YORUMLARDA VE OYLARDA BULUŞALIM BEBEKLERİM🫶🏻🫶🏻
SINIRI CUMA 21:00-22:00’A KADAR DOLDURABİLİRSİNİZ.
KEYİFLİM OKUMALAR🩵
HER PARAGRAFTA YORUMLARINIZI BEKLİYORUM BEBEKLERİM, CEVAP VERİP SİZİNLE SOHBET EDECEĞİM🩵🫶🏻💙🩷
Sare yavaş yavaş uykuya dalarken Tuna Yüzbaşı onu izliyordu. Hastaneden taburcu olalı 4 gün olmuştu. Şuanda Sare’nin yatak başlığında göğsünde yatan Sare’yi izliyordu.

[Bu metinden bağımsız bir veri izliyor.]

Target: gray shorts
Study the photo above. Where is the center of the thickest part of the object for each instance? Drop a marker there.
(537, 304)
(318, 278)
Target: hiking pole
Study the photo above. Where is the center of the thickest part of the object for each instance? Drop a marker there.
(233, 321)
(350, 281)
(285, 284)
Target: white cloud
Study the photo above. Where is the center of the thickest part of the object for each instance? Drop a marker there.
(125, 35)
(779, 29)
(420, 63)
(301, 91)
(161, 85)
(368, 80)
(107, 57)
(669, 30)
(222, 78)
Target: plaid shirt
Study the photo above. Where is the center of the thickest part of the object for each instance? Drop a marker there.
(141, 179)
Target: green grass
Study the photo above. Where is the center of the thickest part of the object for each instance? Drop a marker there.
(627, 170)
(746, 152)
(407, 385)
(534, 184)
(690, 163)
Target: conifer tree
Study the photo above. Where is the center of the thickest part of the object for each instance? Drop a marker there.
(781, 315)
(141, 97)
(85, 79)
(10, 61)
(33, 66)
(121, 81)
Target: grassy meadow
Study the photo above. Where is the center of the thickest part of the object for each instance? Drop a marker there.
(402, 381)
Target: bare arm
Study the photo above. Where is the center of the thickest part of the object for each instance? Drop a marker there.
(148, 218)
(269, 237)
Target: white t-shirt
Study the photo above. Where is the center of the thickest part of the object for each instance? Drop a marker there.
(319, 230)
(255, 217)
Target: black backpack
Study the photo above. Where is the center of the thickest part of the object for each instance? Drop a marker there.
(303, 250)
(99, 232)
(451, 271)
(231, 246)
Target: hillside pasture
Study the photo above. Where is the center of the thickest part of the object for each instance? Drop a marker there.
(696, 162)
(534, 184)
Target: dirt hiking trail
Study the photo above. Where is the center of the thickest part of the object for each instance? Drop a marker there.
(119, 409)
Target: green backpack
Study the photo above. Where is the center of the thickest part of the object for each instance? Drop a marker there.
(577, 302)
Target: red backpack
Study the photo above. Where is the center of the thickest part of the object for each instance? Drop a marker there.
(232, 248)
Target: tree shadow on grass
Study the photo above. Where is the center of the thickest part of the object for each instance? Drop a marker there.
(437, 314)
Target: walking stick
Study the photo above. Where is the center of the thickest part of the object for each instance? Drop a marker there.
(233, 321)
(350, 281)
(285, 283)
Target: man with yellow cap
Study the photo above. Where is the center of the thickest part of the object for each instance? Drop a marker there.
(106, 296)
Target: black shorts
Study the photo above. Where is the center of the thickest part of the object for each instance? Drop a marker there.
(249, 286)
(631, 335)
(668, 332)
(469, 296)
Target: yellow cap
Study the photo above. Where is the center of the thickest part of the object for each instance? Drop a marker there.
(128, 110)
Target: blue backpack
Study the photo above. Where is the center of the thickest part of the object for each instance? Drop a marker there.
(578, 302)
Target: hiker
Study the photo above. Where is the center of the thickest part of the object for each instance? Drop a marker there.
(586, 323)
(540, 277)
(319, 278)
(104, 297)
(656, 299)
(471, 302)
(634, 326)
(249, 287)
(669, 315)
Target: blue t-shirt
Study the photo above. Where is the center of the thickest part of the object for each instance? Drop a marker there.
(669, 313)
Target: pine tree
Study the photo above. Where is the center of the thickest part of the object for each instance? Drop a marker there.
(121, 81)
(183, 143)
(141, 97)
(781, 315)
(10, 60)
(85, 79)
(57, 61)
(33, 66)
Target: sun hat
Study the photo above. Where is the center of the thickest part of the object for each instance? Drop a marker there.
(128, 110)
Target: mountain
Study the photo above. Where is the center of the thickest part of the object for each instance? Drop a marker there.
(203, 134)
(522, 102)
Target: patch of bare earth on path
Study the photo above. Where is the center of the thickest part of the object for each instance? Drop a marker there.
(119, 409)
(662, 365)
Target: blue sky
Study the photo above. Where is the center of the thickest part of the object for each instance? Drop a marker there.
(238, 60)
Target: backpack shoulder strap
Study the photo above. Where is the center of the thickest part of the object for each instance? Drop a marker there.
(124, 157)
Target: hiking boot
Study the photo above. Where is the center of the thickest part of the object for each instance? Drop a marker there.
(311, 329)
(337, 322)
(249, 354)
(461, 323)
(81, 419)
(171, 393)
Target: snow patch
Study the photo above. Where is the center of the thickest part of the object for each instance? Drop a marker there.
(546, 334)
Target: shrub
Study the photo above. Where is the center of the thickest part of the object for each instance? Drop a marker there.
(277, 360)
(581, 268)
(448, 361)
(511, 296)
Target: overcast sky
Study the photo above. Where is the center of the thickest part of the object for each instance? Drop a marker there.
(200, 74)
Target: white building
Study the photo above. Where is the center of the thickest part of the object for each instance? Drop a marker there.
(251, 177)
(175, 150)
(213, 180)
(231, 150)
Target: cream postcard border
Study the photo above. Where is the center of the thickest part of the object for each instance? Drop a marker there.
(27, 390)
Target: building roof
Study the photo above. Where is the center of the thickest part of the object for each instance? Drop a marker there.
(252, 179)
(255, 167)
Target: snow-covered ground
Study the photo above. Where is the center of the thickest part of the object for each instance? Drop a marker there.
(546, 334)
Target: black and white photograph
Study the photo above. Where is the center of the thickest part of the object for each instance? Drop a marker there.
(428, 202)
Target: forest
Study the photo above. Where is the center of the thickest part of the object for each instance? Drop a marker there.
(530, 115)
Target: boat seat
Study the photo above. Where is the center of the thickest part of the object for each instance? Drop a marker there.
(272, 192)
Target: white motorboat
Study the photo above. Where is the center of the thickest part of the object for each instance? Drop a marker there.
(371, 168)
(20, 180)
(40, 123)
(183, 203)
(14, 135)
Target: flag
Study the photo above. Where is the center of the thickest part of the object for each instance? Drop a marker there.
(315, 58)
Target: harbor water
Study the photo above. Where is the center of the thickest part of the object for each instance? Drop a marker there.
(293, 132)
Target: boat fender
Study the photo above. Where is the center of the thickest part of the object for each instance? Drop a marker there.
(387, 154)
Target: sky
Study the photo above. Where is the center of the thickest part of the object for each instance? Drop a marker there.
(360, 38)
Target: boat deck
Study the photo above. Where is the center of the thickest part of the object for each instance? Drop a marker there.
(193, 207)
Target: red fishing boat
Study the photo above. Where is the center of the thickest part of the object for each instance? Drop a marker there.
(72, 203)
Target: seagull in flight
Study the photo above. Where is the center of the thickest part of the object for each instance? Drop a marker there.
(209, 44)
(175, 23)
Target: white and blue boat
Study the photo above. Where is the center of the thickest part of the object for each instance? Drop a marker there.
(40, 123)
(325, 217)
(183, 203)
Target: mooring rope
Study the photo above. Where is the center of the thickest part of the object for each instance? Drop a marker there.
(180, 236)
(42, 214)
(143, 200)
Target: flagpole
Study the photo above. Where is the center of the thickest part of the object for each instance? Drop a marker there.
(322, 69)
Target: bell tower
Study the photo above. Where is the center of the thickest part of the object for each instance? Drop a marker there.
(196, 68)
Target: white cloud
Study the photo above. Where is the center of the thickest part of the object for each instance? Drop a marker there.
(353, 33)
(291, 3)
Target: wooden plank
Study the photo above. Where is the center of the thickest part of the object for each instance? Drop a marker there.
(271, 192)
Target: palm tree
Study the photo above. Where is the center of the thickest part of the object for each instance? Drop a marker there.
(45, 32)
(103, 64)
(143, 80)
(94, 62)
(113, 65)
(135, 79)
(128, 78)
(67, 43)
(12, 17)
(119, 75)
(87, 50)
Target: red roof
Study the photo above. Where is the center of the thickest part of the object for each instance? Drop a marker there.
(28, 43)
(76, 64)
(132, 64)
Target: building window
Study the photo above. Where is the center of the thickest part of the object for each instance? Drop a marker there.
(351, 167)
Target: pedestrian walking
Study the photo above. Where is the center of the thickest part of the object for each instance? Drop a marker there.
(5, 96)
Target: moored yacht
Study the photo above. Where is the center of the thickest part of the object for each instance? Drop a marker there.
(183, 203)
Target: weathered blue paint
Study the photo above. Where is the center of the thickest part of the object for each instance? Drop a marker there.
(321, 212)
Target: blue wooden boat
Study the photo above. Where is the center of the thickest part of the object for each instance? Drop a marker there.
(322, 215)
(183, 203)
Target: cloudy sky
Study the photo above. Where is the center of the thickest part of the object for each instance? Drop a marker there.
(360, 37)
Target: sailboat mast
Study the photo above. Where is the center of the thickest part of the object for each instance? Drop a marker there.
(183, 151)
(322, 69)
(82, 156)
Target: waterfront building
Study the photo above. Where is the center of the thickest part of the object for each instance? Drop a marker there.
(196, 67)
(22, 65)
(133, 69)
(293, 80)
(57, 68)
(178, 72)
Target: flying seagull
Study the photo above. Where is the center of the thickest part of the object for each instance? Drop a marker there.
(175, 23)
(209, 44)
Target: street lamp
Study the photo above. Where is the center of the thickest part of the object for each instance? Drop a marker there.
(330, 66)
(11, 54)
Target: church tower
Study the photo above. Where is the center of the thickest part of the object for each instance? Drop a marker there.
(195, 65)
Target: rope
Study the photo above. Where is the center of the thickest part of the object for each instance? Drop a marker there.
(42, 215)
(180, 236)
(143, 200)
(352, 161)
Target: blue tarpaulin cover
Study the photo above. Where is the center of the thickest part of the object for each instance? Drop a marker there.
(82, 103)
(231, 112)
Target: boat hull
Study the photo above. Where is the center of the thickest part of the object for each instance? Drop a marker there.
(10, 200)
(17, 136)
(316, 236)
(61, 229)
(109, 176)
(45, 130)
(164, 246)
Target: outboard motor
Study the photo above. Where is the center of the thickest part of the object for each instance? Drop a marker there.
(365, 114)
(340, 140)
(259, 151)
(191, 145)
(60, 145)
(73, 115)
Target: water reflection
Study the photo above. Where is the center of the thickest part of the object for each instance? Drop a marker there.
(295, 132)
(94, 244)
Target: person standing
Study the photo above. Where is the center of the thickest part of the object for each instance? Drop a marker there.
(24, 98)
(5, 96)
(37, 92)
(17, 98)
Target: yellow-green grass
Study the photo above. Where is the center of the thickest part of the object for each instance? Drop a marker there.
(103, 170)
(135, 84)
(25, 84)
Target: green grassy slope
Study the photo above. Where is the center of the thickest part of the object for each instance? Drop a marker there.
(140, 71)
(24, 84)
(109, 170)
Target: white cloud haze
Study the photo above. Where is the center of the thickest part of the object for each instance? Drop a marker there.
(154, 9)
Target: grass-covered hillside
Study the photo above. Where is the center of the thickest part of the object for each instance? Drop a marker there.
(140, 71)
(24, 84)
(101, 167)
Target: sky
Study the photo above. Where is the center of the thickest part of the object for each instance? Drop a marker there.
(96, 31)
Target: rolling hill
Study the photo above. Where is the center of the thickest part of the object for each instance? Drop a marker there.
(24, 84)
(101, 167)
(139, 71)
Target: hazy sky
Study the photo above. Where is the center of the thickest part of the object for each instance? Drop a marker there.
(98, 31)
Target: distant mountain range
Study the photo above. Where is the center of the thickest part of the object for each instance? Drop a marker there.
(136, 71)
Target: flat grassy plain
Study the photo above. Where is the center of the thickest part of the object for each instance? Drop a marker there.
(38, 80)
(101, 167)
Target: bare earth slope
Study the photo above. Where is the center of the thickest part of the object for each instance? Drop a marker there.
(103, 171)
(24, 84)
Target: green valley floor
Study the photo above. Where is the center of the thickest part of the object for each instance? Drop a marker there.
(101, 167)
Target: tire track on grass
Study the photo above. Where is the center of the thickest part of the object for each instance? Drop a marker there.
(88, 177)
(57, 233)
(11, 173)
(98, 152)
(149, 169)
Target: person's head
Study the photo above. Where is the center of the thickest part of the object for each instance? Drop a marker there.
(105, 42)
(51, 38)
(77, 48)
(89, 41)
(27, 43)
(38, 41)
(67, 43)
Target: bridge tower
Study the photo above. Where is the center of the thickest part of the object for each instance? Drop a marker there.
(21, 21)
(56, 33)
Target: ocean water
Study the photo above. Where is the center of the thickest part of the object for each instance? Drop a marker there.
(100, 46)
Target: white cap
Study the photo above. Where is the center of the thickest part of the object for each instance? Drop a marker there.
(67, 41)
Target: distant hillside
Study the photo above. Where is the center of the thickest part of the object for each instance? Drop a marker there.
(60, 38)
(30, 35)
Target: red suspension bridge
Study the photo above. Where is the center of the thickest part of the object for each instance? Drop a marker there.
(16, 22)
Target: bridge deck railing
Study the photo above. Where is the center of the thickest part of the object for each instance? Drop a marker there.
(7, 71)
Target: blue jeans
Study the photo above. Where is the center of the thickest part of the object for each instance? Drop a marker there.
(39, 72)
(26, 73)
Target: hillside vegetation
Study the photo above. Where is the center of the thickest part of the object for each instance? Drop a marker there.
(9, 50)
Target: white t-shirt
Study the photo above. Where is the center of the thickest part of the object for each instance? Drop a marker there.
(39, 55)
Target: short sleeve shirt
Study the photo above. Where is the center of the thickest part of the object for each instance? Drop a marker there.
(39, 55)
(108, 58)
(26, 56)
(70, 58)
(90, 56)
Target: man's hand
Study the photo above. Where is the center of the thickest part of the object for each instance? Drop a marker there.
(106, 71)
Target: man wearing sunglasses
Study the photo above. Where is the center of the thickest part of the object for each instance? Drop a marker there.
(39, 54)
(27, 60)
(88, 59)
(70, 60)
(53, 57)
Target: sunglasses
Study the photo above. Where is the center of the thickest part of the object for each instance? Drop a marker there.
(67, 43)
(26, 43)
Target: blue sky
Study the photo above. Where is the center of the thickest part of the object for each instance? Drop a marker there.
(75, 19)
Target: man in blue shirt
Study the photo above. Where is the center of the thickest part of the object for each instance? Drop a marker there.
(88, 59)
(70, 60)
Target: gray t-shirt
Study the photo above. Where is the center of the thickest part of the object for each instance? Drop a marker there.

Sırf uyanmasın diye nefes bile almıyordu. İstemsizce kendi kendisine gülümsedi.
“Rüyamda bir kız çocuğu gördüm.”
“Ne güzel bir rüya”
“Saçları çok güzeldi. Aynı benim saçlarım gibi açık kahverengi saçları vardı. Ama onun saçları böyle sarıya daha yakındı. Pembe bir elbisesi vardı. Siz bahçede oynarken yanınıza geliyordum. Sonra bir anda durdum buradan sonrasını hatırlamıyorum.” Sare’nin saçlarıyla oynarken dudaklarını saçlarına bastırdı.
“Hayır, dur” Tuna Yüzbaşı sayıklayan Sare’ye dikkat kesildi.
“Bırak, onu bırak” Güçsüz bir ses yeniden duyuldu. Tuna Yüzbaşı sakince Sare’nin yüzünü okşadı. O sırada Aren aniden odaya girince eli ayağı birbirine dolaşmıştı.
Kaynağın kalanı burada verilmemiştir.